目标-使用给定的最大值和系数,在约束内求解线性方程式
问题-定义约束
代码:
import numpy as np
coefficients = np.array([
[0, 9, 6, 9, 4, 0 ],
[0, 9, 7, 7, 3, 2 ],
[0, 9, 5, 9, 3, 2 ],
[0, 11, 2, 6, 4, 5],
[0, 11, 1, 7, 2, 7],
[1, 10, 1, 5, 3, 8]
])
maxPoints = np.array([
[4239100],
[4204767],
[4170434],
[4136101],
[4101768],
[4067435]
])
x = np.linalg.solve(coefficients, maxPoints)
print(x)
输出
[[256694.51339286]
[213778.26339286]
[140820.63839286]
[123654.13839286]
[89321.13839286]
[80737.88839286]]
问题是我想应用约束使其成为
x[0] <= x[1] <= x[2] <= x[3] <= x[4] <= x[5]
另一个问题是,这目前只能解决这个较小的矩阵,我需要使用它来处理更大的矩阵,因为我的maxPoints是1列乘32行,系数是6列乘32行。使用上面的linalg方法无法解决此问题。
出现错误消息:
Traceback (most recent call last):
File "Untitled-1.py", line 74, in <module>
X = np.linalg.solve(coefficients, maxPoints)
File "<__array_function__ internals>", line 6, in solve
File "/home/comfortablynumb/.local/lib/python3.7/site-packages/numpy/linalg/linalg.py", line 390, in solve
_assertNdSquareness(a)
File "/home/comfortablynumb/.local/lib/python3.7/site- packages/numpy/linalg/linalg.py", line 213, in _assertNdSquareness
raise LinAlgError('Last 2 dimensions of the array must be square')

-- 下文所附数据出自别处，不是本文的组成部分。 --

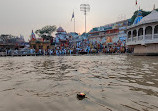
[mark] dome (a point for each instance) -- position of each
(60, 29)
(152, 17)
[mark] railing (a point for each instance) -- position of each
(134, 39)
(155, 36)
(148, 37)
(140, 38)
(3, 53)
(128, 39)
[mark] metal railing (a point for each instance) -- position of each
(148, 37)
(140, 38)
(128, 39)
(155, 36)
(134, 39)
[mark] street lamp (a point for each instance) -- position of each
(85, 8)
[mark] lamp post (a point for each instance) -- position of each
(85, 8)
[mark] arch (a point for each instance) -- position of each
(140, 32)
(134, 33)
(129, 34)
(148, 30)
(156, 29)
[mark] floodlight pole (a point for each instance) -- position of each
(85, 22)
(85, 8)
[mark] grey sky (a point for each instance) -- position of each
(21, 16)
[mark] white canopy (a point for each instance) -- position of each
(152, 17)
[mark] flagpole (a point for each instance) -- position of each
(74, 23)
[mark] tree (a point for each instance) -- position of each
(46, 32)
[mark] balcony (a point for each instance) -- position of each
(155, 36)
(140, 38)
(148, 37)
(147, 40)
(134, 39)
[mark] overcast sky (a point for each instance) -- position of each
(21, 16)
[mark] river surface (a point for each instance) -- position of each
(110, 82)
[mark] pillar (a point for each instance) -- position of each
(153, 28)
(144, 33)
(137, 35)
(131, 35)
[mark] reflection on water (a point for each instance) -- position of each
(111, 83)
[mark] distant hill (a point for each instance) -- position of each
(144, 13)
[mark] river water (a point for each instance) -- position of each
(111, 83)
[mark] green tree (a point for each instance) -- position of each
(46, 32)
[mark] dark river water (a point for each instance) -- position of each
(110, 82)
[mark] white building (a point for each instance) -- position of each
(143, 36)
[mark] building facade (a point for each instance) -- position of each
(143, 35)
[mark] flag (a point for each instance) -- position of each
(72, 16)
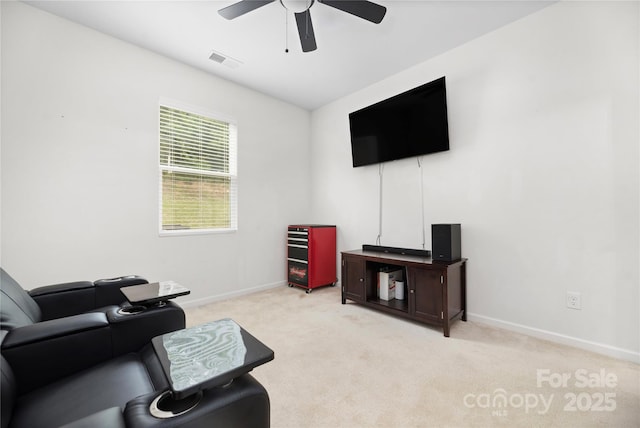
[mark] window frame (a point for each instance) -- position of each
(232, 166)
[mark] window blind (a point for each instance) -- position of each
(198, 172)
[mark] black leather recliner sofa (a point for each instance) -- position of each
(92, 365)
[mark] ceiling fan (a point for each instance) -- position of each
(367, 10)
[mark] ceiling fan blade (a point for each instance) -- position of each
(242, 7)
(305, 30)
(370, 11)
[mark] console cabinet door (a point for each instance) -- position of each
(353, 273)
(425, 294)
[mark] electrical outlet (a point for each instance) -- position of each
(573, 300)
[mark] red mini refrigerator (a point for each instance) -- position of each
(311, 256)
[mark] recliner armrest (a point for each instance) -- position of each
(60, 288)
(130, 332)
(108, 289)
(52, 329)
(111, 417)
(71, 298)
(244, 403)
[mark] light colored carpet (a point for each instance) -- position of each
(348, 366)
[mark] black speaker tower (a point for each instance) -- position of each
(445, 242)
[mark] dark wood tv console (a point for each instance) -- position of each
(436, 291)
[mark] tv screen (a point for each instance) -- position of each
(412, 123)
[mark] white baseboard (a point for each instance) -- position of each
(224, 296)
(600, 348)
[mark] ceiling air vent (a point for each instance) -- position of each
(224, 59)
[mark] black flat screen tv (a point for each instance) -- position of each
(413, 123)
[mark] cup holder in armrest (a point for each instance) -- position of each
(131, 310)
(164, 406)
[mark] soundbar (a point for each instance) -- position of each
(396, 250)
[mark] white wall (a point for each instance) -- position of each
(542, 173)
(79, 163)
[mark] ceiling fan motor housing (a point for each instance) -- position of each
(297, 6)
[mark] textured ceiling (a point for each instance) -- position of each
(352, 53)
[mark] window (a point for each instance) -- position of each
(198, 180)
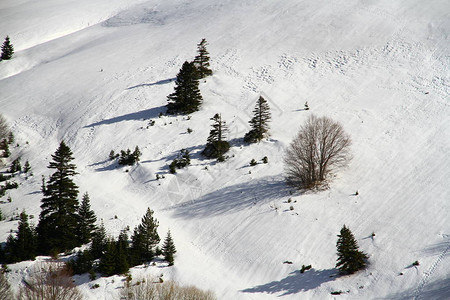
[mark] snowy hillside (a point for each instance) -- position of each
(94, 72)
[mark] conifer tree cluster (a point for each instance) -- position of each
(127, 157)
(187, 98)
(23, 245)
(216, 145)
(350, 259)
(259, 122)
(116, 256)
(7, 49)
(58, 219)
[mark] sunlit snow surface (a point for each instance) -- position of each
(93, 72)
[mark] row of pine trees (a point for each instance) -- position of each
(64, 224)
(187, 99)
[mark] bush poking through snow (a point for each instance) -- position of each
(49, 281)
(305, 268)
(152, 288)
(183, 159)
(128, 158)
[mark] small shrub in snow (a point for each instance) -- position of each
(216, 145)
(259, 122)
(7, 49)
(95, 286)
(305, 268)
(183, 159)
(129, 158)
(306, 105)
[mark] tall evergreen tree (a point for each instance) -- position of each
(122, 247)
(259, 122)
(350, 259)
(107, 263)
(186, 98)
(24, 245)
(201, 61)
(99, 242)
(169, 249)
(7, 49)
(58, 219)
(86, 220)
(145, 238)
(216, 145)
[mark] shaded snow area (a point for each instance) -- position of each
(94, 72)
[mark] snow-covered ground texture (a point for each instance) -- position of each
(94, 72)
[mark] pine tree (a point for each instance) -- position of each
(201, 61)
(350, 259)
(86, 220)
(99, 242)
(24, 245)
(121, 262)
(187, 98)
(169, 249)
(145, 238)
(7, 49)
(58, 218)
(107, 264)
(259, 122)
(216, 145)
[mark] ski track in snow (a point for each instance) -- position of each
(428, 274)
(389, 88)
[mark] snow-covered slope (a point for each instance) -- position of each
(381, 68)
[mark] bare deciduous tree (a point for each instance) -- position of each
(51, 281)
(320, 147)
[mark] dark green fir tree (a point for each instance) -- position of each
(216, 145)
(108, 261)
(144, 239)
(259, 122)
(24, 245)
(122, 247)
(201, 61)
(99, 242)
(350, 259)
(86, 220)
(58, 219)
(7, 49)
(186, 98)
(169, 249)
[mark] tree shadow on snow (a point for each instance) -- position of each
(140, 115)
(234, 198)
(436, 290)
(165, 81)
(296, 282)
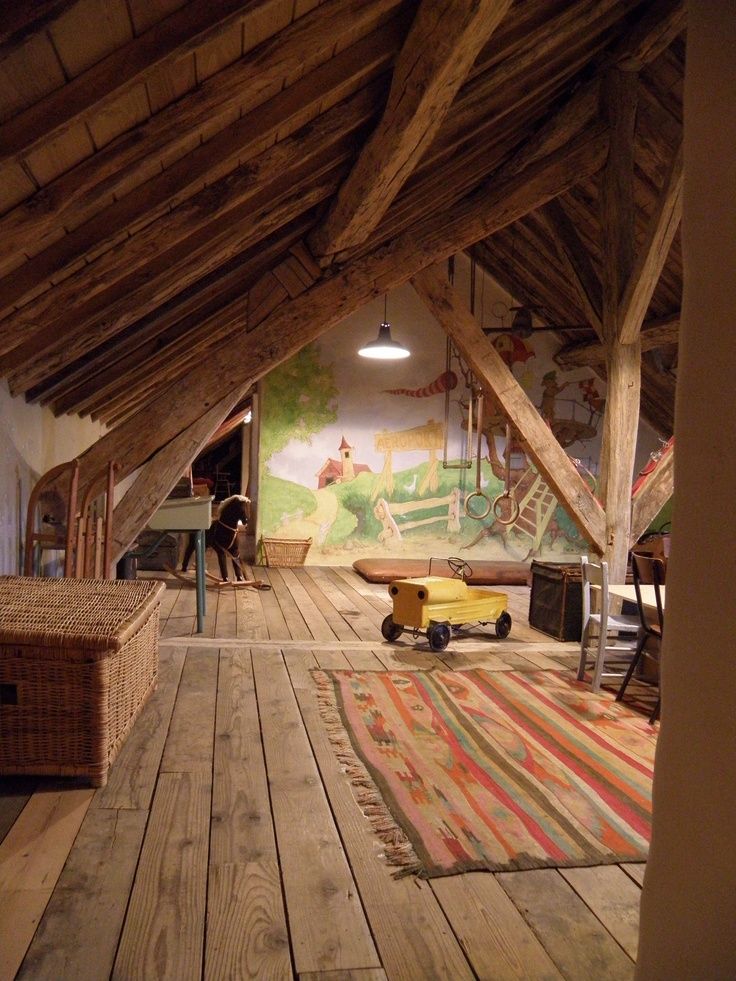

numpy.linalg.LinAlgError: Last 2 dimensions of the array must be square
感谢您的帮助。
编辑:
这是我正在使用的完整数据集
`maxPoints = np.array([
[4239100],
[4204767],
[4170434],
[4136101],
[4101768],
[4067435],
[4033102],
[3998769],
[3964436],
[3930103],
[3895770],
[3861437],
[3827104],
[3792771],
[3758438],
[3724105],
[3689772],
[3655439],
[3621106],
[3586773],
[3552440],
[3518107],
[3483774],
[3449441],
[3415108],
[3380775],
[3346442],
[3312109],
[3277776],
[3243443],
[3209110],
[3174777]])`
`coefficients = np.array([
[0, 9, 6, 9, 4, 0 ],
[0, 9, 7, 7, 3, 2 ],
[0, 9, 5, 9, 3, 2 ],
[0, 11, 2, 6, 4, 5],
[0, 11, 1, 7, 2, 7],
[1, 10, 1, 5, 3, 8],
[2, 9, 1, 5, 2, 9 ],
[2, 8, 2, 4, 3, 9 ],
[2, 8, 2, 3, 4, 9 ],
[2, 8, 1, 4, 1, 12],
[3, 6, 1, 5, 1, 12],
[4, 5, 1, 5, 0, 13],
[5, 4, 1, 5, 0, 13],
[5, 4, 0, 5, 1, 13],
[5, 4, 1, 4, 1, 13],
[5, 4, 2, 3, 1, 13],
[5, 4, 2, 3, 1, 13],
[6, 3, 2, 3, 1, 13],
[6, 3, 2, 2, 1, 14],
[6, 3, 2, 1, 2, 14],
[6, 4, 1, 1, 2, 14],
[6, 4, 1, 1, 0, 16],
[6, 3, 2, 1, 0, 16],
[6, 4, 1, 1, 0, 16],
[6, 4, 1, 1, 0, 16],
[6, 4, 1, 1, 0, 16],
[6, 4, 1, 1, 0, 16],
[7, 3, 1, 1, 0, 16],
[7, 3, 1, 1, 0, 16],
[7, 3, 1, 1, 0, 16],
[7, 3, 1, 1, 0, 16],
[7, 3, 1, 1, 0, 16]
])`
答案 0 :(得分:1)
描述内容冗长,而且不够精确。因此,我不确定这是否是正确的数学模型,但这是我的解释:
r
可以解释为残差。我认为问题中提到的最大值意味着b>=Ax
或我所说的r>=0
。当然,很容易取消r>=0
限制。
这是一个最小二乘问题,带有一些侧面约束。它被表述为二次规划(QP)问题。
请注意,也可以用线性目标来表述:只需最小化r的总和即可。那会给你一个LP问题。
有了数学模型,编写一些代码非常容易:
import numpy as np
import cvxpy as cp
import pandas as pd
b = np.array([[4239100],[4204767],[4170434],[4136101],[4101768],[4067435],[4033102],[3998769],[3964436],[3930103],
[3895770],[3861437],[3827104],[3792771],[3758438],[3724105],[3689772],[3655439],[3621106],[3586773],[3552440],
[3518107],[3483774],[3449441],[3415108],[3380775],[3346442],[3312109],[3277776],[3243443],[3209110],[3174777]])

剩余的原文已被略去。